Film franco-belge de Pierre Jolivet (2023), avec Céline Sallette, Nina Meurisse, Julie Ferrier, Pasquale d’Inca, Clémentine Poidatz, Jonathan Lambert, Adrien Jolivet, Eric Combernous, Françoise Comacle, Hervé Mahieux… 1h47. Sortie le 12 juillet 2023.
Pasquale d’Inca et Eric Combernous
Voici un film qui coïncide avec deux résurrections. D’abord celle d’un cinéma français engagé contre l’injustice en général et certains scandales en particulier. Une veine qui a peu à peu déserté le cinéma français au profit de certaines séries et raréfié simultanément le paysage des héritiers d’André Cayatte ou d’Yves Boisset, là où les Américains continuent à perpétuer cette tradition qui a inspiré des œuvres aussi civiques que Promised Land (2012) de Gus Van Sant ou Dark Waters (2019) de Todd Haynes. Autre bonne nouvelle, Les algues vertes arbore la signature d’un cinéaste idéaliste qui semblait peu à peu s’être retiré des affaires : Pierre Jolivet, ci-devant réalisateur de Force majeure (1989) et de Ma petite entreprise (1999). Il reprend aujourd’hui sa panoplie de chevalier blanc idéaliste pour dénoncer un phénomène qui affecte les côtes du Finistère Nord depuis le début des années 60, mettant en danger les baigneurs et les promeneurs en quête d’espaces sauvages, en raison des rejets de nitrates provenant de l’élevage intensif qui assure la prospérité économique locale, lesquels engendrent une prolifération de ces fameuses algues vertes dont la décomposition au soleil produit des gaz dangereux dont l’hydrogène sulfuré. Une affaire d’autant plus délicate que les pouvoirs publics se trouvent confrontés à un dilemme insoluble en devant choisir entre la protection du tourisme et celle d’une industrie vitale qui fait vivre la région à l’année, mais cultive une omerta face à ceux qui l’accusent.

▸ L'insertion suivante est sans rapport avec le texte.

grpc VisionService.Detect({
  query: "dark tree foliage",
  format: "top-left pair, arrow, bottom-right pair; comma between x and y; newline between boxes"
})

Hervé Mahieux et Céline Sallette
C’est dire combien la sortie même des Algues vertes en plein cœur de la saison estivale est de nature à provoquer une prise de conscience déterminante dans un contexte où l’écologie occupe une position aussi prééminente, mais où les lobbies agro-alimentaires bretons ont milité ardemment pour que Jolivet aille tourner son film loin de ces Côtes-d’Armor souillées par une véritable gangrène végétale et chimique. Pierre Jolivet s‘est inspiré pour cette croisade de salubrité publique d’une bande dessinée scénarisée par la journaliste Inès Léraud et illustrée par Pierre van Hove, “Algues vertes, l’histoire interdite” (Delcourt-La Revue Dessinée, 2019) qui retrace l’immersion de cette reporter radiophonique et de sa compagne dans cette région où elle finira par s’installer définitivement. Avec en toile de fond cette méfiance et parfois agressivité que manifestent les autochtones qui s’accrochent à des pratiques illicites pour sauvegarder leur train de vie, sans mesurer les dégâts collatéraux qu’il engendre : pas moins de trois morts suspectes et une quarantaine d’animaux anéantis dont des sangliers et même des chevaux.
Céline Sallette
Jolivet adopte le point de vue d’une authentique lanceuse d’alerte pour dénoncer la présence menaçante de cette arme de destruction massive qui dévaste des paysages de rêve sous prétexte que les agriculteurs mettent tout en œuvre pour améliorer leur rendement à l’hectare à l’aide de substances à la toxicité avérée qui se déversent dans les cours d’eau de façon anarchique et en toute impunité. Une pratique illicite et dangereuse qui se perpétue depuis des décennies sans que les autorités de tutelle y aient trouvé à redire par souci de préserver la paix sociale et certains potentats locaux. Résultat : un littoral à haut risque que les touristes ont appris à éviter et des lobbies qui exercent leur mainmise au détriment des règles sanitaires les plus élémentaires, sous prétexte de préserver les emplois. C’est ce combat inégal que relate Pierre Jolivet à travers la lutte de la femme de tête campée par l’excellente Céline Sallette dans un rôle qui cumule les handicaps aux yeux des autochtones : non seulement elle est journaliste (et homosexuelle), mais elle est parisienne, même si elle finira par s’installer définitivement en Bretagne. Le film dénoue efficacement les fils de cette enquête, en mettant en évidence sa complexité. En espérant qu’il contribuera à provoquer un changement radical des mentalités et aidera les langues à se délier.